The east owl resolved its site ambivalence this morning with a compromise. It chose a new site part way down in the rip-rap, like its original site, yet very near the slab with the white spot, like its newer site. The new spot is behind and partly under the slab with the spot. The video below shows the location:
In this location, the bird is even more tucked away from human view than in its original site in the rip-rap. Standing in the Open Circle viewpoint and scanning at maximum zoom, I almost missed it entirely; but then a little brown bump caught my eye that looked suspiciously like it was moving. Paradoxically, the bird’s swiveling head, its primary means of detecting threats, is also the chief tell of its presence. Had the owl remained immobile I probably would have written off the bump as a rock. My grainy photo and video won’t win any beauty prizes but they do document that the bump was a bird.

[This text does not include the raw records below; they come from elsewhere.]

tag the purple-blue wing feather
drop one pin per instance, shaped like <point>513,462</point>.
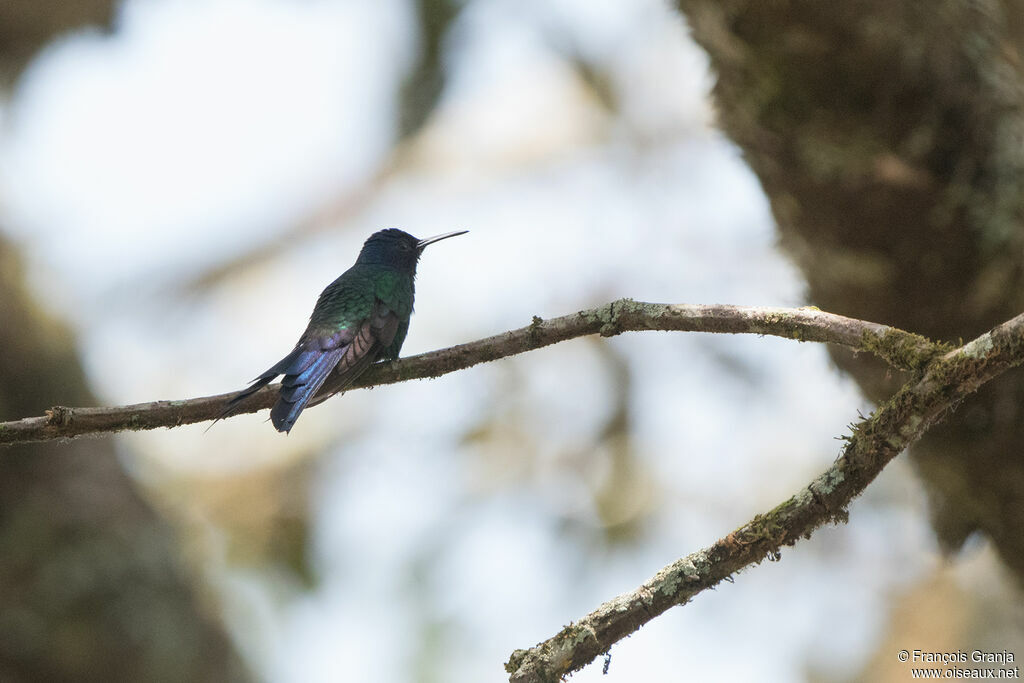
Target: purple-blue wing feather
<point>330,361</point>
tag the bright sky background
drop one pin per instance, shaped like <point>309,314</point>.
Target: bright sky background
<point>131,162</point>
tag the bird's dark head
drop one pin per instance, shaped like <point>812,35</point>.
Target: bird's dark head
<point>396,249</point>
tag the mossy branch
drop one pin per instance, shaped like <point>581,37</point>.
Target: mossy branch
<point>945,380</point>
<point>900,349</point>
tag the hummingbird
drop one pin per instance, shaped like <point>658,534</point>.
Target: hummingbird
<point>360,317</point>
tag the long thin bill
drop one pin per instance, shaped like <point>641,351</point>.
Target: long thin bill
<point>437,238</point>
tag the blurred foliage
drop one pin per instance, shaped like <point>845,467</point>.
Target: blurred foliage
<point>424,83</point>
<point>27,26</point>
<point>92,585</point>
<point>888,139</point>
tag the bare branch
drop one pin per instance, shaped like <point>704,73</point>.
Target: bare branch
<point>900,349</point>
<point>875,441</point>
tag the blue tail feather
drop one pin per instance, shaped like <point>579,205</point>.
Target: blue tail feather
<point>296,390</point>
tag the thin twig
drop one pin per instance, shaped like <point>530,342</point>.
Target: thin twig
<point>875,441</point>
<point>900,349</point>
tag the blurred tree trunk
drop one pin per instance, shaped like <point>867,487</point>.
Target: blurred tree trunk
<point>91,587</point>
<point>889,137</point>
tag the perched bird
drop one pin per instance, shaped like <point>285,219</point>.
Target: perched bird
<point>360,317</point>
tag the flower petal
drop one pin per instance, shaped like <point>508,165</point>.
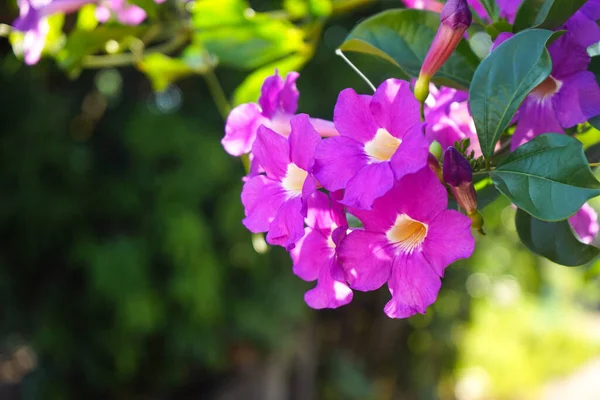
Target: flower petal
<point>337,160</point>
<point>414,286</point>
<point>303,142</point>
<point>536,117</point>
<point>311,253</point>
<point>448,239</point>
<point>395,108</point>
<point>366,259</point>
<point>412,153</point>
<point>369,183</point>
<point>352,117</point>
<point>262,197</point>
<point>329,293</point>
<point>288,226</point>
<point>585,223</point>
<point>240,128</point>
<point>272,152</point>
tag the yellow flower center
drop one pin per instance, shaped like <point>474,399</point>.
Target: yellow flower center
<point>407,234</point>
<point>294,179</point>
<point>383,146</point>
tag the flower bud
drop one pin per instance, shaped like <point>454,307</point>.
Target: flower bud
<point>455,20</point>
<point>458,174</point>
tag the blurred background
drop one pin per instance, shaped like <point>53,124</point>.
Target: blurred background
<point>125,271</point>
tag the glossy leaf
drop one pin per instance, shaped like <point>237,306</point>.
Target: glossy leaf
<point>403,38</point>
<point>548,177</point>
<point>497,91</point>
<point>547,14</point>
<point>554,240</point>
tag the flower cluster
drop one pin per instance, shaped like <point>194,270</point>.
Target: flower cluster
<point>371,163</point>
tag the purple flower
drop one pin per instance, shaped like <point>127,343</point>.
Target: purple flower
<point>569,96</point>
<point>409,239</point>
<point>315,255</point>
<point>448,118</point>
<point>276,106</point>
<point>585,223</point>
<point>33,22</point>
<point>123,11</point>
<point>381,139</point>
<point>276,202</point>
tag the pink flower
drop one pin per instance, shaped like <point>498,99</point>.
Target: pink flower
<point>277,104</point>
<point>381,141</point>
<point>123,11</point>
<point>409,239</point>
<point>585,223</point>
<point>315,255</point>
<point>276,202</point>
<point>448,118</point>
<point>569,96</point>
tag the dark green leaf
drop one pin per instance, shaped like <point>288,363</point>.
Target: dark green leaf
<point>548,177</point>
<point>403,38</point>
<point>497,91</point>
<point>547,14</point>
<point>554,240</point>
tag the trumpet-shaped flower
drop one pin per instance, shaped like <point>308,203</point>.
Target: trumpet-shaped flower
<point>276,202</point>
<point>569,96</point>
<point>276,106</point>
<point>409,238</point>
<point>381,140</point>
<point>315,255</point>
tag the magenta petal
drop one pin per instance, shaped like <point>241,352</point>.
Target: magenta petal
<point>420,196</point>
<point>240,128</point>
<point>272,152</point>
<point>289,94</point>
<point>414,286</point>
<point>412,153</point>
<point>269,95</point>
<point>366,259</point>
<point>395,108</point>
<point>303,142</point>
<point>337,160</point>
<point>288,226</point>
<point>311,254</point>
<point>448,239</point>
<point>585,223</point>
<point>262,197</point>
<point>352,117</point>
<point>536,117</point>
<point>329,293</point>
<point>369,183</point>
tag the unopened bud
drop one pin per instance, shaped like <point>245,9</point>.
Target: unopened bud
<point>455,20</point>
<point>458,174</point>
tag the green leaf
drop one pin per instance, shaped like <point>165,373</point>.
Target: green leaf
<point>249,90</point>
<point>547,14</point>
<point>81,43</point>
<point>548,177</point>
<point>554,240</point>
<point>247,40</point>
<point>497,91</point>
<point>403,38</point>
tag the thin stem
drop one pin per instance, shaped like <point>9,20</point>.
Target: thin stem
<point>339,53</point>
<point>217,93</point>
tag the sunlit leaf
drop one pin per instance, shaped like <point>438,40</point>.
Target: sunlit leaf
<point>403,38</point>
<point>554,240</point>
<point>549,177</point>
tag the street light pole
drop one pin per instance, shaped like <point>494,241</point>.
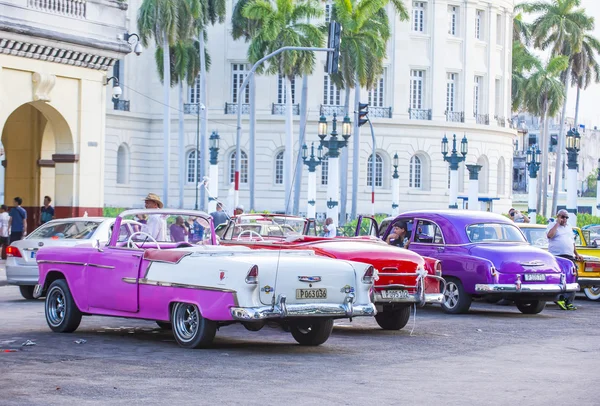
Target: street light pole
<point>533,162</point>
<point>454,160</point>
<point>312,163</point>
<point>573,148</point>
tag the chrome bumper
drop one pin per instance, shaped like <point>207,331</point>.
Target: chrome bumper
<point>284,310</point>
<point>37,291</point>
<point>526,288</point>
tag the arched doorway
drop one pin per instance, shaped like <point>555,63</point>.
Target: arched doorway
<point>39,160</point>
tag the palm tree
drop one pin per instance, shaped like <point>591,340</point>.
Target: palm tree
<point>282,23</point>
<point>559,27</point>
<point>544,95</point>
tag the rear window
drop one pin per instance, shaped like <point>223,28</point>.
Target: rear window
<point>71,230</point>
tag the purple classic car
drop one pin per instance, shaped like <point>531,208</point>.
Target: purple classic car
<point>482,255</point>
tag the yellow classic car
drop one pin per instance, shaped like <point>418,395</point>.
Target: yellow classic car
<point>588,270</point>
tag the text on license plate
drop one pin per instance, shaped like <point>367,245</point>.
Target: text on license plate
<point>394,294</point>
<point>535,277</point>
<point>311,293</point>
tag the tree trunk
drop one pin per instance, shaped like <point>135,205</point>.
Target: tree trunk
<point>301,141</point>
<point>289,145</point>
<point>344,168</point>
<point>181,145</point>
<point>203,117</point>
<point>166,118</point>
<point>560,147</point>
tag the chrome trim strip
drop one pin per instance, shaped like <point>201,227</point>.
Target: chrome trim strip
<point>526,288</point>
<point>145,281</point>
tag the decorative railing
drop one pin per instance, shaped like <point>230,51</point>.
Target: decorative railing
<point>71,8</point>
<point>419,114</point>
<point>380,112</point>
<point>231,108</point>
<point>329,109</point>
<point>501,121</point>
<point>278,109</point>
<point>122,105</point>
<point>482,119</point>
<point>455,116</point>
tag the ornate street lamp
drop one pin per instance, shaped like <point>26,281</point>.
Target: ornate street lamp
<point>333,145</point>
<point>573,148</point>
<point>395,186</point>
<point>312,162</point>
<point>454,160</point>
<point>213,172</point>
<point>533,161</point>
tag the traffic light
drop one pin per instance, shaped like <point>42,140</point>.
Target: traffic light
<point>333,41</point>
<point>363,113</point>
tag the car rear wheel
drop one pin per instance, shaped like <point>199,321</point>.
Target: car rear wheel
<point>27,291</point>
<point>530,306</point>
<point>62,314</point>
<point>190,329</point>
<point>456,300</point>
<point>393,319</point>
<point>592,293</point>
<point>311,332</point>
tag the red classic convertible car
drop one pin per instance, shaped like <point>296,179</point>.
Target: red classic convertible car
<point>405,278</point>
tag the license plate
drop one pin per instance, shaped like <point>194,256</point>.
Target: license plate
<point>394,294</point>
<point>535,277</point>
<point>311,293</point>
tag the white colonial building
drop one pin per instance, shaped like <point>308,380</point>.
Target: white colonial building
<point>448,72</point>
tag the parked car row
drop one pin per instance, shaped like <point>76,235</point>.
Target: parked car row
<point>272,270</point>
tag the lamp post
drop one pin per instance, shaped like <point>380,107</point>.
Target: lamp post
<point>533,162</point>
<point>454,160</point>
<point>312,163</point>
<point>395,187</point>
<point>334,145</point>
<point>213,171</point>
<point>573,147</point>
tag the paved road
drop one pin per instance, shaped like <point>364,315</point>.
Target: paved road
<point>492,356</point>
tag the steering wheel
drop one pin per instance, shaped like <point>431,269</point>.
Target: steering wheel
<point>250,232</point>
<point>131,244</point>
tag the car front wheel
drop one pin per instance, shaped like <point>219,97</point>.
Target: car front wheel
<point>592,293</point>
<point>311,332</point>
<point>62,314</point>
<point>190,329</point>
<point>393,319</point>
<point>456,300</point>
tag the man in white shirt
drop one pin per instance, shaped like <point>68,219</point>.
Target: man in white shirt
<point>156,225</point>
<point>561,242</point>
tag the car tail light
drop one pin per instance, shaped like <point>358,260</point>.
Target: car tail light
<point>13,252</point>
<point>252,277</point>
<point>369,276</point>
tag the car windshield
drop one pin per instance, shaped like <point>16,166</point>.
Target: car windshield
<point>494,232</point>
<point>66,230</point>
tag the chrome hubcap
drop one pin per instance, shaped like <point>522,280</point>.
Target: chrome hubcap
<point>186,321</point>
<point>55,306</point>
<point>451,295</point>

The video shows, by the way, that the concrete slab with the white lichen spot on it, which looks upright when seen from outside the fence on the north side of the area, actually slants at about a 30 degree angle from the ground. Its underside might make a good rain shelter. The owl this morning, however, stood just outside its overhang. The sky was overcast and a few light sprinkles came down at the time I was there.
Meanwhile the north owl offered no comparable drama. Evidently recovered from yesterday’s Northern Harrier flyover, the bird stood in its habitual spot. Here is a short video:
On my way back to my car, I had the pleasure to meet Gerry Traucht, whose photos of egrets are among the most beautiful bird images I have ever seen; and some of them he shot right here. There are miracles of beauty very near, if we have the eyes and the patience to see them.